Delta Chat offers Privacy by Design
- Confidentiality: End-to-end encryption by default.
- Data minimization: No alignment or uploading of the address-book content.
- Data avoidance: No Delta Chat server, no processing of personal data.
The GDPR and Delta Chat
The current status reflects Delta Chat and GDPR ( 16.05.2018).
By providing user-friendly end-to-end encryption, Delta Chat implements the requirements of the Data Protection Regulation in terms of Privacy by Design.
No need to obtain consent to process the address-book-data from the data subject, article 7 GDPR.
Delta Chat is processing no personal data carried out on the controller’s behalf and requires no instructions from or contract with the controller.
The controller is not obliged to provide the direct or indirect data subject with information regarding the collection of address-book-data, article 13, 14 GDPR.
By not processing any messenger data in particular, there is no need for carrying out a data protection impact assessment, Article 35 GDPR. Remaining risks to the rights and freedoms of natural persons are generally limited to the communication data processing of the controller and the email provider.

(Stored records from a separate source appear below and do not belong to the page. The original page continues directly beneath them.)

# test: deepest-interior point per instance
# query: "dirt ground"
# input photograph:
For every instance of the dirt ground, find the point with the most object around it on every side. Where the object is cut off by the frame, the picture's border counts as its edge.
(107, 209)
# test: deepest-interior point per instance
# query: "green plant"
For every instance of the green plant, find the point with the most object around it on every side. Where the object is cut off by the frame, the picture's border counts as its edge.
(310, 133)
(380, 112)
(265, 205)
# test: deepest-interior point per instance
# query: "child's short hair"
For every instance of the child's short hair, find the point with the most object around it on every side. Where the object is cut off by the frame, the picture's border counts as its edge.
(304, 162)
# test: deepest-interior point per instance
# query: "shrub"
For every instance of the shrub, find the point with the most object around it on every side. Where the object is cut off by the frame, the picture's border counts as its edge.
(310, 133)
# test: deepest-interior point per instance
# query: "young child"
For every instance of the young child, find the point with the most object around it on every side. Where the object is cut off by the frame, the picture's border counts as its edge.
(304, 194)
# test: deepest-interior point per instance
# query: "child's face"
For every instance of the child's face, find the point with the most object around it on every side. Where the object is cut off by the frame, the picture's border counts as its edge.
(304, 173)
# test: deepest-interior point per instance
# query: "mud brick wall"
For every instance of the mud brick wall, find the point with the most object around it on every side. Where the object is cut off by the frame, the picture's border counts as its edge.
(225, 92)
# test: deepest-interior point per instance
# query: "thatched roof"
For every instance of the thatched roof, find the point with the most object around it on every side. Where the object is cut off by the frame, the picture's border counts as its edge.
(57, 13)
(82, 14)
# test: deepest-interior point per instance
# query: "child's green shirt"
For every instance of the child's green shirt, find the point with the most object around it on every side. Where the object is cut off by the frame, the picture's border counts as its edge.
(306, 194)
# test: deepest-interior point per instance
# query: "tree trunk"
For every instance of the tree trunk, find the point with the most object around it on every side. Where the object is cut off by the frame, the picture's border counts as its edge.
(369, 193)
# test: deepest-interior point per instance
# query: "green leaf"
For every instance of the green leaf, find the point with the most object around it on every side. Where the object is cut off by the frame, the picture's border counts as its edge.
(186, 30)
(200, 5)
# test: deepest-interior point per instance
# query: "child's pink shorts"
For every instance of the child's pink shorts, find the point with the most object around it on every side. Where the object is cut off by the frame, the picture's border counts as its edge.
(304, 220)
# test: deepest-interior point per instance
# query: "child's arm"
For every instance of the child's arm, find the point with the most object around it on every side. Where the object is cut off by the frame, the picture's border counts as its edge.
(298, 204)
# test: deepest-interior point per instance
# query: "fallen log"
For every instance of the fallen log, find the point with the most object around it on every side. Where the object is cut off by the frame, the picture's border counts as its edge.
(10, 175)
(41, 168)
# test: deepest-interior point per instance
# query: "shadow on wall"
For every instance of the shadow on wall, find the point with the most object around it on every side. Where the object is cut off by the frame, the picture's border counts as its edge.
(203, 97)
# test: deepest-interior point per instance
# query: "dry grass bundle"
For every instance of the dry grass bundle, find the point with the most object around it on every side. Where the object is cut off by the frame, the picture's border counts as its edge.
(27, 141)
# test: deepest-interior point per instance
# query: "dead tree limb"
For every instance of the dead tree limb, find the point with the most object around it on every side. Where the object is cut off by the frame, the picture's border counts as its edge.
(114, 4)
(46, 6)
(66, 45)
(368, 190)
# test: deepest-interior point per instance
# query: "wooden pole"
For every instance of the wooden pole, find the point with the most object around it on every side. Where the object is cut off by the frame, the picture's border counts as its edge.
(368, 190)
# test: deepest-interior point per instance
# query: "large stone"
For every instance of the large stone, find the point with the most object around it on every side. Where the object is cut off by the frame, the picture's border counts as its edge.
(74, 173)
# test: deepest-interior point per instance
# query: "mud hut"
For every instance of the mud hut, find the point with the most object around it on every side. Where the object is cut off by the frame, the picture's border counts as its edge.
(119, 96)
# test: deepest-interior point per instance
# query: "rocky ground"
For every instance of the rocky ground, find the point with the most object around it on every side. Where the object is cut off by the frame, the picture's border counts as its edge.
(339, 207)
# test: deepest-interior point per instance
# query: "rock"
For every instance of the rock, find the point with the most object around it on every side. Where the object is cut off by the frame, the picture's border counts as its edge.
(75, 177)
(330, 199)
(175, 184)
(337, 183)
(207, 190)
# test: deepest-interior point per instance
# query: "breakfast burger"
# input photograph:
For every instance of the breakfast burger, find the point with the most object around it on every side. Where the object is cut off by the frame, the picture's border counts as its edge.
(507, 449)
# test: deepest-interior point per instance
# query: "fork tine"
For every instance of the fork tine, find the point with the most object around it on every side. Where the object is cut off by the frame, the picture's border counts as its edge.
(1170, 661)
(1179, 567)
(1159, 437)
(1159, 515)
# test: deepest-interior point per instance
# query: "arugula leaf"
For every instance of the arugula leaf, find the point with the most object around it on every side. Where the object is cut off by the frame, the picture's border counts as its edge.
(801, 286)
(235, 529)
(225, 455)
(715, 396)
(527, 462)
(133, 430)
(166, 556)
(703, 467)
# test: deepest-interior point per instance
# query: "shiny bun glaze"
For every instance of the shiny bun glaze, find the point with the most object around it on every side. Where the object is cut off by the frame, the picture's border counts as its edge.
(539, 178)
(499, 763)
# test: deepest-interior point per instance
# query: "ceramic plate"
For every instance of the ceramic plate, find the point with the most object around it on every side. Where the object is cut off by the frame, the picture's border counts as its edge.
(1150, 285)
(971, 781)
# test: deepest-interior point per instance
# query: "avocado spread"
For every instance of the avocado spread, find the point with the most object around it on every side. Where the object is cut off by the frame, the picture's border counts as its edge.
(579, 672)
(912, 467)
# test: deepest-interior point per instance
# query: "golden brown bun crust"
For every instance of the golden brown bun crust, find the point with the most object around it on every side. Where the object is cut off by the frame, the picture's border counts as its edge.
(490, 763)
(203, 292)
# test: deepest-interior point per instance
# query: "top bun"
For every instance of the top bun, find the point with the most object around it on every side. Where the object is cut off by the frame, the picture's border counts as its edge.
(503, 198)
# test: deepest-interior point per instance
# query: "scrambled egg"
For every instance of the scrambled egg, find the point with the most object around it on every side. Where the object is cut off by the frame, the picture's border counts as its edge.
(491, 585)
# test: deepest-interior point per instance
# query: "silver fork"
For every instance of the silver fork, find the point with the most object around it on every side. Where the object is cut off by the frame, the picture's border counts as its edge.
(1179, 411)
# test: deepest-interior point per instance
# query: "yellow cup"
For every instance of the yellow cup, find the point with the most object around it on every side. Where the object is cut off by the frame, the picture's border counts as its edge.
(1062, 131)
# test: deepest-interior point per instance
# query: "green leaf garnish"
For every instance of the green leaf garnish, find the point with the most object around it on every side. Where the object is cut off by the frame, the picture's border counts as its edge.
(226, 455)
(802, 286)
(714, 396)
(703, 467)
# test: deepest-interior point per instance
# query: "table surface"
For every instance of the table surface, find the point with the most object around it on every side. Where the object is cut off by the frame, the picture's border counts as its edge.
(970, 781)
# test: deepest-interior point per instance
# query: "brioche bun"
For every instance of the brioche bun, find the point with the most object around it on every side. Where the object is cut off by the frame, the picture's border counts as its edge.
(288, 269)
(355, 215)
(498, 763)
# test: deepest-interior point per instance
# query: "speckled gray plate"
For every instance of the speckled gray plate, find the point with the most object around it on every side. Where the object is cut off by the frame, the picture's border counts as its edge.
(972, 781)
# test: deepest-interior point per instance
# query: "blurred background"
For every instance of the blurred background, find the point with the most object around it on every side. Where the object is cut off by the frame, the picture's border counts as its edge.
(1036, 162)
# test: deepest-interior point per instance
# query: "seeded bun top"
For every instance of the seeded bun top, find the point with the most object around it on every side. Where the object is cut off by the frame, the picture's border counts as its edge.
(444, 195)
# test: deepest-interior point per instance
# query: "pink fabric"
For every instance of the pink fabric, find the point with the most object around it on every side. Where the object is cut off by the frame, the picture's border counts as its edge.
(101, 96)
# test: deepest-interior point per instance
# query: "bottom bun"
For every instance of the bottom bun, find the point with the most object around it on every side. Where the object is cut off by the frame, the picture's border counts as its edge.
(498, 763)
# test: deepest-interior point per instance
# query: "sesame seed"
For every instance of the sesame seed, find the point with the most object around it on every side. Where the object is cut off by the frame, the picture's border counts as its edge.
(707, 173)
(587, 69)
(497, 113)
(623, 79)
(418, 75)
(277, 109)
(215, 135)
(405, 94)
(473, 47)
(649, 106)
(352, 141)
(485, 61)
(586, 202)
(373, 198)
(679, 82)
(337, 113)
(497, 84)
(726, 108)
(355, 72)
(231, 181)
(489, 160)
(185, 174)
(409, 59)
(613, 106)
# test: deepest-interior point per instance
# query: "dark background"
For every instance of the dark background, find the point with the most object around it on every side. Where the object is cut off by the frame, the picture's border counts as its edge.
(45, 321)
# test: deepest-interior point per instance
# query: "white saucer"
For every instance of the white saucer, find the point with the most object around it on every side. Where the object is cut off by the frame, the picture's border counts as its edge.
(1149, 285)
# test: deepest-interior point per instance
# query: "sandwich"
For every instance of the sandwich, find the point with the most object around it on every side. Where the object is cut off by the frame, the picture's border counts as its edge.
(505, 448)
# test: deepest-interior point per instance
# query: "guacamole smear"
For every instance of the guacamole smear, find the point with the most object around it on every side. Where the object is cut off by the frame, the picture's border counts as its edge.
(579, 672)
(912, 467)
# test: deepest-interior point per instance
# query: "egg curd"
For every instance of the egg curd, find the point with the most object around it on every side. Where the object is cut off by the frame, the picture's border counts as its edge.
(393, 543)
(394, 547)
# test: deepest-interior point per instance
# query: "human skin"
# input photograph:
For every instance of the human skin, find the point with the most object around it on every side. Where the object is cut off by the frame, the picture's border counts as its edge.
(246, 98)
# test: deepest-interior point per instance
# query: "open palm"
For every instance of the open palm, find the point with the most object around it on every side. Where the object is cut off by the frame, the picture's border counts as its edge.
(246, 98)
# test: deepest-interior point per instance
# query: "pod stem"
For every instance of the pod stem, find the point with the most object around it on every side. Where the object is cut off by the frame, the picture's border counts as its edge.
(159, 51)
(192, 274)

The inclusion of Delta Chat’s privacy measures into the record of processing activities can have a positive impact on eventual evidence documentation, (article 30 GDPR) as well as on the data protection certification process, Article 25 (3), 42 GDPR.
With Delta Chat, maintaining a record of processing activities linked with the messenger-communication then focuses on the record of information about the email-provider activities, Article 30 (2) GDPR.